Een hoofdkussenboek is een soort dagboek dat Japanse hofdames onder hun kussen bewaarden om er hun overpeinzingen in neer te schrijven voor het slapengaan. Sei Shōnagons werk is een losse verzameling autobiografische anekdotes en observaties die verhaalt van haar tijd als hofdame. We schrijven Japan eind tiende eeuw, aan het hof van keizerin Teishi in de Heian-periode (794-1185). Hofdames rijden er af en aan in koetsen, ontvangen hun minnaars bij maanlicht, wisselen gedichten uit en gaan op retraite in de tempels in de bergen. Alleen al voor een blik in die wondere wereld is dit een eindeloos onderhoudend boek.
Maar Shōnagon is niet zomaar een hofdame; de scherpe pen heeft ze geërfd van haar vader, de edelman en beroemde dichter Kiyohara no Motosuke, en die vult ze aan met een even scherp oordeel, dat niemand spaart. Het gewone volk krijgt er aardig van langs als ze de toegang tot de tempel versperren (liefst zou ze hebben dat de hele site voor haar ontruimd wordt) en wie niet in één twee drie met een geïmproviseerd gedicht op de proppen kan komen, wordt als barbaars veracht. Ze drijft de spot met lompe timmerlieden en burgerlijke kamerheren, die ze contrasteert met haar verfijnde en intelligente meesteres, keizerin Teishi.
Grote rollen zijn weggelegd voor poëzie, natuur, liefde en het hofleven met zijn etiquette en klederdracht. Aan het einde van het boek stelt Shōnagon dat het niet bedoeld is om door anderen gelezen te worden. Maar al schrijft ze haar gedachten ongefilterd neer, de zorg die ze besteedde aan de compositie, lijkt erop te wijzen dat ze hoopte op een groter bereik. Vertrouw een auteur nooit zomaar op zijn woord.

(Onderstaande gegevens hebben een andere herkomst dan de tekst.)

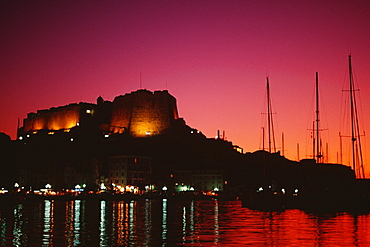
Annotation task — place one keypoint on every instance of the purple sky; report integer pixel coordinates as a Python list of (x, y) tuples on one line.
[(213, 56)]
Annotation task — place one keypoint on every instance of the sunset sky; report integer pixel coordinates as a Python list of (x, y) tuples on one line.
[(212, 56)]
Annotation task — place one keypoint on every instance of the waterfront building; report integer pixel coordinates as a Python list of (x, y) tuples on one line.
[(127, 171)]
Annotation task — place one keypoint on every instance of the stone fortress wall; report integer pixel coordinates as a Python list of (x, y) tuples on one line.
[(57, 118), (141, 113)]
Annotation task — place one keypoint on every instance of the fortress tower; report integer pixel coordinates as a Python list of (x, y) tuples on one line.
[(143, 113)]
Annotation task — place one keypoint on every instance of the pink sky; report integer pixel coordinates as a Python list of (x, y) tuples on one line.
[(213, 56)]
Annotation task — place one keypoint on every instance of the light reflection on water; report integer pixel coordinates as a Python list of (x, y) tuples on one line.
[(167, 223)]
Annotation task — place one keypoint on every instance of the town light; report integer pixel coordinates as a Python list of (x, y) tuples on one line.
[(102, 186)]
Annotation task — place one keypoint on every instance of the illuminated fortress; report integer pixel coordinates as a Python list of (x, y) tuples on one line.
[(140, 113)]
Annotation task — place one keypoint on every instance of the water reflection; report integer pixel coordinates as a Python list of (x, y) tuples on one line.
[(168, 223)]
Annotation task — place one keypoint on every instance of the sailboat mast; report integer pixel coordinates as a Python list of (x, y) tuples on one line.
[(268, 115), (353, 136), (355, 131), (318, 153)]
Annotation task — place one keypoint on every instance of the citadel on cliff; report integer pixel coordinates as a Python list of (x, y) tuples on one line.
[(138, 142), (140, 113)]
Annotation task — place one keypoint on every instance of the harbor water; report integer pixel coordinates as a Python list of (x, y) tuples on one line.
[(169, 222)]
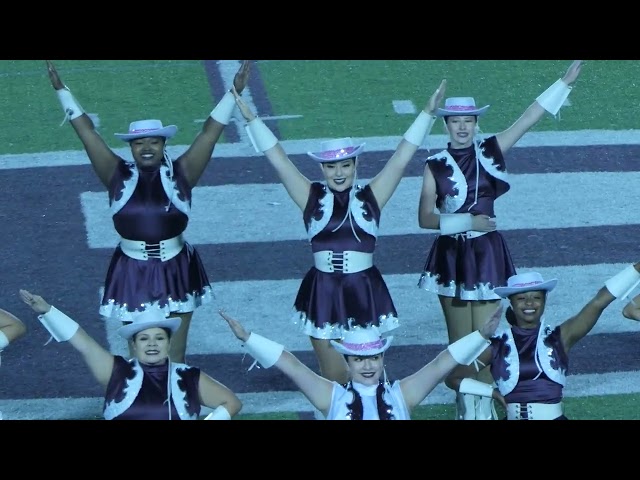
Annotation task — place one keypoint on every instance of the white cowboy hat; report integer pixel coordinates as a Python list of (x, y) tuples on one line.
[(150, 318), (336, 150), (362, 342), (460, 106), (525, 282), (147, 128)]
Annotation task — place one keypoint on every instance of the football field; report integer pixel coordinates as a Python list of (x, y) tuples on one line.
[(570, 213)]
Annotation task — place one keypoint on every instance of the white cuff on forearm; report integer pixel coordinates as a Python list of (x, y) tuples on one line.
[(554, 97), (60, 326), (420, 128), (623, 283), (455, 223), (223, 111), (70, 105), (220, 413), (265, 351), (4, 341), (468, 348), (475, 387), (261, 137)]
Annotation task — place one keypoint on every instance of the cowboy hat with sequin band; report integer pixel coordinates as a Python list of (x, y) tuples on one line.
[(147, 128), (362, 342), (461, 106), (337, 150), (150, 318), (525, 282)]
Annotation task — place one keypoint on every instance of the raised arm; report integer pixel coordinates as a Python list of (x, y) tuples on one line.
[(195, 160), (269, 353), (11, 328), (632, 309), (549, 101), (416, 387), (618, 286), (297, 185), (63, 329), (102, 158), (385, 183)]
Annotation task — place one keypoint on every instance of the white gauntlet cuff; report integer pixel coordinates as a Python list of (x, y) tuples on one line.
[(223, 111), (262, 138), (70, 105), (455, 223), (554, 97), (475, 387), (420, 128), (265, 351), (468, 348), (623, 283), (60, 326), (220, 413), (4, 341)]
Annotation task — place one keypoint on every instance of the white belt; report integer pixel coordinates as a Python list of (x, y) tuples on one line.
[(534, 411), (165, 250), (348, 261), (468, 235)]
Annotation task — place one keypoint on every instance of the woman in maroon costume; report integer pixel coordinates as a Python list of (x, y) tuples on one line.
[(149, 386), (460, 186), (150, 202), (344, 288)]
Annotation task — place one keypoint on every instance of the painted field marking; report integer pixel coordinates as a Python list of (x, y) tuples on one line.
[(273, 402), (300, 147)]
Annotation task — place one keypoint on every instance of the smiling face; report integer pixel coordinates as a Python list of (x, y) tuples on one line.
[(151, 346), (366, 370), (148, 152), (339, 175), (461, 130), (528, 307)]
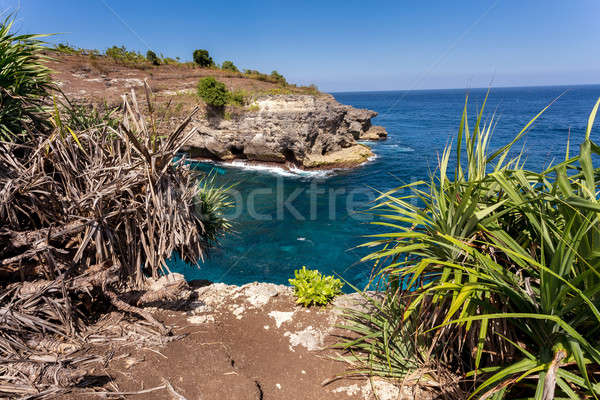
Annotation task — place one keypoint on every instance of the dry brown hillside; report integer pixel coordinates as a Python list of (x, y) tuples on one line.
[(98, 79)]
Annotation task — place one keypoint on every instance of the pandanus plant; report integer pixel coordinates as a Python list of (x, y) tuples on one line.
[(494, 274)]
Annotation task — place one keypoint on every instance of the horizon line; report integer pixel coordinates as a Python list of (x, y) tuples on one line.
[(462, 88)]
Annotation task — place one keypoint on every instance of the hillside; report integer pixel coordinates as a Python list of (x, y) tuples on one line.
[(99, 79)]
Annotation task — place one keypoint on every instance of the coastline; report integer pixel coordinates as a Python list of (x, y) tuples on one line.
[(286, 169)]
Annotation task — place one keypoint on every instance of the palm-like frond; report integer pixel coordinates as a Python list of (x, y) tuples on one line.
[(502, 263)]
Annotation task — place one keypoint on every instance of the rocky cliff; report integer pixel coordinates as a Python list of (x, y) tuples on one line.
[(301, 130)]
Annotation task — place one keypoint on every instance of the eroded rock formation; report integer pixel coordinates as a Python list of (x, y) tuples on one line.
[(303, 130)]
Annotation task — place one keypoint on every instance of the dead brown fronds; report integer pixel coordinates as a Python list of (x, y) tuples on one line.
[(86, 216)]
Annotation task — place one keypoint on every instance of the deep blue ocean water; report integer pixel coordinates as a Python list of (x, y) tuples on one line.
[(286, 220)]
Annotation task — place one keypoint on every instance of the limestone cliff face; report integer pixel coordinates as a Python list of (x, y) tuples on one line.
[(304, 130)]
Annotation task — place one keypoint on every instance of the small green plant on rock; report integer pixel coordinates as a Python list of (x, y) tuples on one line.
[(313, 288), (213, 92), (229, 66), (202, 58), (152, 57)]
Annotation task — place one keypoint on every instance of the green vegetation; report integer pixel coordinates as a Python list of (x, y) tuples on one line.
[(213, 92), (123, 56), (66, 48), (312, 288), (82, 117), (275, 77), (493, 276), (238, 98), (278, 78), (25, 84), (152, 57), (93, 205), (229, 66), (202, 58)]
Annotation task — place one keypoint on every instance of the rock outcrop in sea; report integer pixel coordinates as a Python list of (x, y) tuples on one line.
[(302, 130)]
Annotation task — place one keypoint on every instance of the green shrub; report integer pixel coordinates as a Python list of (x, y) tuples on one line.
[(25, 83), (238, 98), (499, 266), (213, 92), (65, 48), (229, 66), (202, 58), (312, 288), (278, 78), (152, 57), (82, 117), (124, 56)]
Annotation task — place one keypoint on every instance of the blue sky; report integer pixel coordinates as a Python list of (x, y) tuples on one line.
[(348, 45)]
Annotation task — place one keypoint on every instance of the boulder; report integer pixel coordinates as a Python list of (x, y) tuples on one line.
[(302, 130)]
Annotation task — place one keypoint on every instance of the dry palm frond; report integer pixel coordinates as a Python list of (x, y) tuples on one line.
[(85, 217)]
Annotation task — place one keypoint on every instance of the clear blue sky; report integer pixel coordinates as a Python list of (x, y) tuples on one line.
[(348, 45)]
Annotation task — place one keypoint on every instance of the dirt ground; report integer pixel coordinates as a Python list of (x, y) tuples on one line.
[(249, 342), (99, 79)]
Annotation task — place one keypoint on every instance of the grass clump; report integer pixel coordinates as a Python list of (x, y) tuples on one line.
[(123, 56), (493, 270), (313, 288), (238, 98), (152, 57), (229, 66), (213, 92), (25, 83), (202, 58)]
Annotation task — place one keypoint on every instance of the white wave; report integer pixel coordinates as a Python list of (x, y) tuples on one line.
[(400, 148), (291, 172)]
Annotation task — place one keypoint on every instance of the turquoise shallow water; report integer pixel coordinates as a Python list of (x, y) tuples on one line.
[(296, 219)]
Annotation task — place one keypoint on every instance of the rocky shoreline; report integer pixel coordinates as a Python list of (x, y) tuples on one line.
[(248, 342), (304, 131)]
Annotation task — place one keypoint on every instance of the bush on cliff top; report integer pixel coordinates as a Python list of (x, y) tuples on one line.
[(152, 57), (313, 288), (229, 66), (213, 92), (202, 58), (492, 273), (25, 83)]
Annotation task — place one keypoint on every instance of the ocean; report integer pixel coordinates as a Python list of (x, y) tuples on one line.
[(286, 219)]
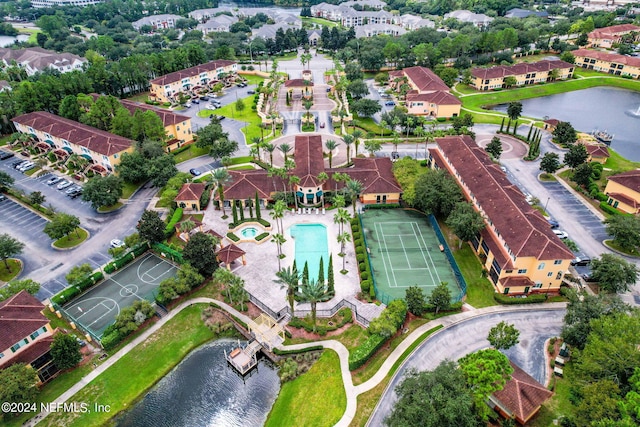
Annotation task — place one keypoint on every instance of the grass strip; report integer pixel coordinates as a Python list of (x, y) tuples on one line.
[(316, 398), (137, 371)]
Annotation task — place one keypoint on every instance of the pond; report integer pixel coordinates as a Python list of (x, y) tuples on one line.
[(601, 108), (203, 390)]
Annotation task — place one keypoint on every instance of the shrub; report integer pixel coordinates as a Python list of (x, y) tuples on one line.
[(530, 299), (364, 351)]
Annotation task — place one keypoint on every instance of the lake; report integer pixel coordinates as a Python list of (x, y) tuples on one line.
[(615, 110), (204, 391)]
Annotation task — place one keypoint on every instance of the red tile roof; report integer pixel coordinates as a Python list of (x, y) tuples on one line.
[(438, 97), (28, 355), (502, 71), (522, 395), (612, 31), (191, 72), (96, 140), (630, 179), (597, 150), (298, 83), (191, 191), (523, 229), (607, 57), (168, 118), (229, 253), (20, 316), (425, 79), (624, 199)]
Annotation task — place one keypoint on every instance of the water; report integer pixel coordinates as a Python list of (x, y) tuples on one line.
[(6, 41), (311, 245), (203, 391), (249, 232), (615, 110)]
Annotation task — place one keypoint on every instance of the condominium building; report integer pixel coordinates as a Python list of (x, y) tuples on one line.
[(517, 247), (524, 73), (612, 63), (64, 137), (165, 88)]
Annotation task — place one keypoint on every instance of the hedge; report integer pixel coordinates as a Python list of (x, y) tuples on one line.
[(530, 299), (364, 351), (262, 236)]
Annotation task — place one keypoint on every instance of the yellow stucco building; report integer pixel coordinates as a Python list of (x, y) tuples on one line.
[(517, 248)]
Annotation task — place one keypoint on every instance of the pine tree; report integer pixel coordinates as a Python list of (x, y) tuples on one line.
[(234, 211), (321, 271), (258, 215), (305, 273), (330, 280)]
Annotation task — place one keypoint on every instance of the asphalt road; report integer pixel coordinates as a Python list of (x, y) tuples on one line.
[(469, 336)]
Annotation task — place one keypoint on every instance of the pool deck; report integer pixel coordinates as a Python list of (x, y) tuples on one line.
[(262, 263)]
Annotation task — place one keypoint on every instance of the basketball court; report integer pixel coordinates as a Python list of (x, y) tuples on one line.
[(98, 308), (405, 251)]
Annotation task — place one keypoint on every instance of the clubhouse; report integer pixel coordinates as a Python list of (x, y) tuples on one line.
[(517, 247), (379, 183)]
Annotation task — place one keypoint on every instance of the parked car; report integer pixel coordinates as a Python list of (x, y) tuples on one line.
[(561, 234), (64, 184), (116, 243), (4, 155), (54, 180), (581, 260)]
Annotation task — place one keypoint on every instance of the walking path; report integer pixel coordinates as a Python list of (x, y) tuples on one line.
[(352, 391)]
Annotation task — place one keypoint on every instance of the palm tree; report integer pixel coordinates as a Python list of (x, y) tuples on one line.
[(288, 279), (348, 140), (353, 188), (343, 239), (341, 217), (221, 178), (331, 145), (323, 177), (278, 213), (312, 292), (284, 148), (357, 134), (279, 240), (293, 181)]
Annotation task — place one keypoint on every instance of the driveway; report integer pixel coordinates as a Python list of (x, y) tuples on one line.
[(469, 336)]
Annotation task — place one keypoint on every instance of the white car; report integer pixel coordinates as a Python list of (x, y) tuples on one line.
[(116, 243), (561, 234)]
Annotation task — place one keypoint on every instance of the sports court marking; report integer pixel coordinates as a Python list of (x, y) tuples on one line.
[(99, 307), (422, 246)]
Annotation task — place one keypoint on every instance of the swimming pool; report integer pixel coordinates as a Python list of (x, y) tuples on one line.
[(311, 245)]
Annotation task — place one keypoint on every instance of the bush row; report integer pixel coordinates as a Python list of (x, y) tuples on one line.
[(72, 291), (364, 351), (530, 299)]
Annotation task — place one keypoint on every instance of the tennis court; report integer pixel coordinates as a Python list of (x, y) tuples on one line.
[(98, 308), (405, 251)]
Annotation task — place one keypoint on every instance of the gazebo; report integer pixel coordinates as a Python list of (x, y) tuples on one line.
[(230, 253)]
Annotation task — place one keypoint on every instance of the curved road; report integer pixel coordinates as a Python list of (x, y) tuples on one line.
[(470, 335)]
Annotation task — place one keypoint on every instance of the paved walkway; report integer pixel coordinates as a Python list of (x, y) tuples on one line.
[(352, 391)]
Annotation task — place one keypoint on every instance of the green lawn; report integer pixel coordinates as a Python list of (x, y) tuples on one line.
[(316, 398), (191, 153), (12, 272), (72, 239), (128, 189), (479, 289), (137, 371)]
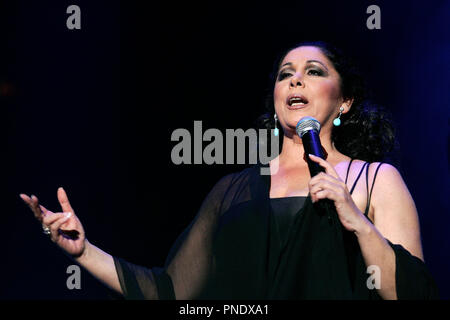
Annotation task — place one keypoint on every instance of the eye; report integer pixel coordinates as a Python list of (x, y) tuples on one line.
[(283, 75), (315, 72)]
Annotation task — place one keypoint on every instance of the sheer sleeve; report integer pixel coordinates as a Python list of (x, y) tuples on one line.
[(413, 279), (190, 261)]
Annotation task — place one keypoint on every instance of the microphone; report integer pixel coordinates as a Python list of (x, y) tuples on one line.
[(308, 130)]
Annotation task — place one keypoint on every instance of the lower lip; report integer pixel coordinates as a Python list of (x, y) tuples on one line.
[(297, 107)]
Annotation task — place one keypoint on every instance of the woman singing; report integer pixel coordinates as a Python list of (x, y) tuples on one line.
[(266, 237)]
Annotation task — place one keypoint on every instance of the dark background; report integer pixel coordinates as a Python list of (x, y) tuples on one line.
[(93, 110)]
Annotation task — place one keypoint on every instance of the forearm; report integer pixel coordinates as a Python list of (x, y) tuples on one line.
[(101, 265), (377, 251)]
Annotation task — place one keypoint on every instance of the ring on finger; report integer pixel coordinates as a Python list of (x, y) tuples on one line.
[(46, 229)]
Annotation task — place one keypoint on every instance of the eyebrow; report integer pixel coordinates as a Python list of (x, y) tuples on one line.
[(309, 61)]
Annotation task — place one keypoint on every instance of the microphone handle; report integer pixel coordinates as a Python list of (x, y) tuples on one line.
[(311, 144)]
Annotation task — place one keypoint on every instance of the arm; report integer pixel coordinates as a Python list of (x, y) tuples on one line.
[(396, 219), (67, 232), (101, 265)]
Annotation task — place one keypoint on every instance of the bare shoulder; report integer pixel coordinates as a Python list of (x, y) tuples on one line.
[(394, 211), (387, 181)]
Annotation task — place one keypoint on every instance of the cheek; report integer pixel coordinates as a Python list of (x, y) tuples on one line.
[(328, 90), (277, 94)]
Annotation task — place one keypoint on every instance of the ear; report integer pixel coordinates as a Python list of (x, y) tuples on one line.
[(347, 104)]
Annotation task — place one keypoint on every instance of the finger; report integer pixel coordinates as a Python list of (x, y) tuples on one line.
[(32, 203), (63, 200), (50, 219), (324, 164), (326, 194), (44, 211), (54, 227), (323, 185)]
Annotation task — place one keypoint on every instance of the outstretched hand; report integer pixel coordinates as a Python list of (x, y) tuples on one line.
[(65, 228)]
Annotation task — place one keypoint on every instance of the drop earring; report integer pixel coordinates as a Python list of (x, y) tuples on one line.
[(275, 131), (337, 121)]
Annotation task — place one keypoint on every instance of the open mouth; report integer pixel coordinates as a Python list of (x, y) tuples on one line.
[(296, 101)]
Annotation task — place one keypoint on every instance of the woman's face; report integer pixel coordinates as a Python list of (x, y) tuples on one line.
[(307, 85)]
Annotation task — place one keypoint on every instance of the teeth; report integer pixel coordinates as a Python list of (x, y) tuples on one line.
[(296, 101)]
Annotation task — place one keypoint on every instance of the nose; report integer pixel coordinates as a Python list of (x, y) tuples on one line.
[(296, 80)]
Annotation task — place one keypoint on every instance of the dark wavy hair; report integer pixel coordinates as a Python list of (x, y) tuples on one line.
[(366, 131)]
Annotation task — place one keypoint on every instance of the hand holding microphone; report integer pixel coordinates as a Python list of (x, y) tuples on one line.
[(326, 189)]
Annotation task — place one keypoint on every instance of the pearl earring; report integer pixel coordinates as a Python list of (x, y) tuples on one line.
[(337, 121), (275, 131)]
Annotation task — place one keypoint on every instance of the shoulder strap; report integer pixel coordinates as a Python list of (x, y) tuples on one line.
[(369, 195), (348, 170), (357, 178)]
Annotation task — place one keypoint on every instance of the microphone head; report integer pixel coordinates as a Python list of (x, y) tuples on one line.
[(305, 124)]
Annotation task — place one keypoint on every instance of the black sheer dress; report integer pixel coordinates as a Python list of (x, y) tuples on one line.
[(244, 245)]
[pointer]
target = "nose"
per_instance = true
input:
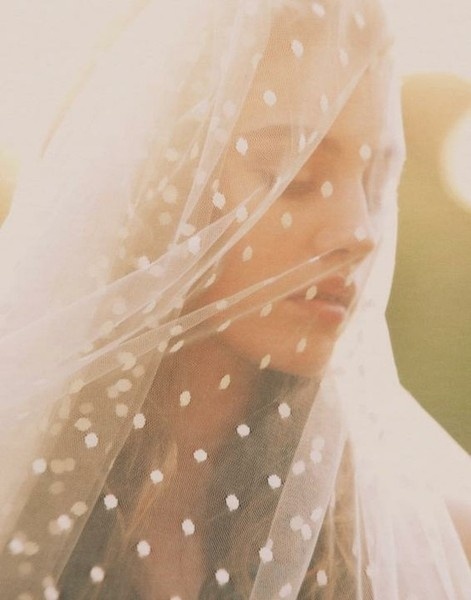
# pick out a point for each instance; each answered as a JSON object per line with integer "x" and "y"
{"x": 347, "y": 224}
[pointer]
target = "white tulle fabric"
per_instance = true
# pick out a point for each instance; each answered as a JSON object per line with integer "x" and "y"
{"x": 175, "y": 421}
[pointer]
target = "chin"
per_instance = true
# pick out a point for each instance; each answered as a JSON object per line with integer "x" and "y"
{"x": 283, "y": 351}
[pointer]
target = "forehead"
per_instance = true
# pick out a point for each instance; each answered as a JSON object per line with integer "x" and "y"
{"x": 310, "y": 65}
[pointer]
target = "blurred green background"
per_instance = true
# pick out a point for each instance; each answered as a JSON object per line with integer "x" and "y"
{"x": 429, "y": 312}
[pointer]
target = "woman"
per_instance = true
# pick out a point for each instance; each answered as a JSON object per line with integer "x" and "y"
{"x": 211, "y": 212}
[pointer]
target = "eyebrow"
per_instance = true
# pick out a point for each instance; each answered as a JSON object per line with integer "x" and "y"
{"x": 331, "y": 144}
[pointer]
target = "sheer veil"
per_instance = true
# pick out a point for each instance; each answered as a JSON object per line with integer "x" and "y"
{"x": 198, "y": 394}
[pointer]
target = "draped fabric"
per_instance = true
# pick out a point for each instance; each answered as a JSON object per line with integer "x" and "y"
{"x": 198, "y": 395}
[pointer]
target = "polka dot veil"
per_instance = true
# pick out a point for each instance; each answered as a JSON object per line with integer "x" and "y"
{"x": 199, "y": 399}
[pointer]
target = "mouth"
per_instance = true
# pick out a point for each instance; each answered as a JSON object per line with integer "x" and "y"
{"x": 330, "y": 300}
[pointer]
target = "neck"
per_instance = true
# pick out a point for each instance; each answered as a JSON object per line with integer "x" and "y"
{"x": 210, "y": 387}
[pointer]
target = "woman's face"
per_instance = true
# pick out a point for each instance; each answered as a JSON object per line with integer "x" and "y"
{"x": 325, "y": 209}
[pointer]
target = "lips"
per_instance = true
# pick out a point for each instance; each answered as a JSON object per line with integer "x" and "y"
{"x": 333, "y": 290}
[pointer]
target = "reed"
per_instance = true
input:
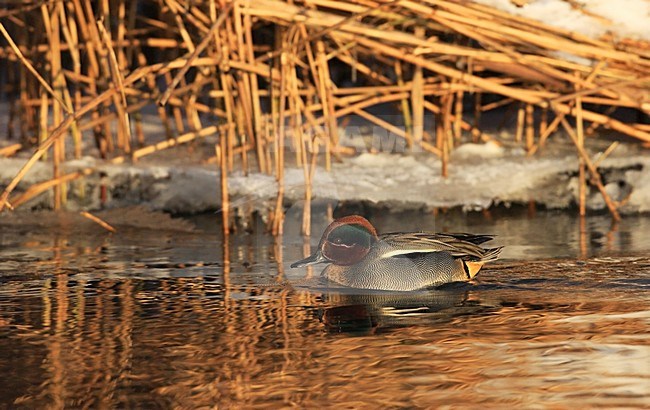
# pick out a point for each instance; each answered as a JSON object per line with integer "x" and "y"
{"x": 253, "y": 66}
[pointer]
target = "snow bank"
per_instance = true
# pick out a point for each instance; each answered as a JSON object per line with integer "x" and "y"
{"x": 480, "y": 176}
{"x": 622, "y": 18}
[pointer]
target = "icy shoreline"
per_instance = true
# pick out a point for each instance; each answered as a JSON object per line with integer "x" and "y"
{"x": 480, "y": 176}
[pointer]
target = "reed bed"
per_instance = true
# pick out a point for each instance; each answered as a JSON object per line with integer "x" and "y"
{"x": 259, "y": 75}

Centraal in haar esthetische beleving staan kleur en natuur. Er zijn weinig boeken waarin kleren zo gedetailleerd en veelvuldig worden beschreven. Neem bijvoorbeeld de uitdossing van de keizerin met een ‘wilgenkleurige combinatie van Chinees damast, vijf druifkleurige gewaden over elkaar, een purperrood Chinees jakje en een gaaszijden sleepgewaad – blauw op wit, bestikt met gouddraad’. Het zijn die maximalistisch-zintuiglijke beschrijvingen die Shōnagons wereld zo heerlijk tastbaar maken. Het landschap wordt met veel liefde geschetst, zoals in het heerlijke begin:
In het voorjaar gaat er niets boven het ochtendgloren. Geleidelijk wordt het lichter, de bergkammen krijgen een zachtrode glans, purperen wolkenslierten glijden aan de hemel voorbij. ’s Zomers spannen de nachten de kroon. […]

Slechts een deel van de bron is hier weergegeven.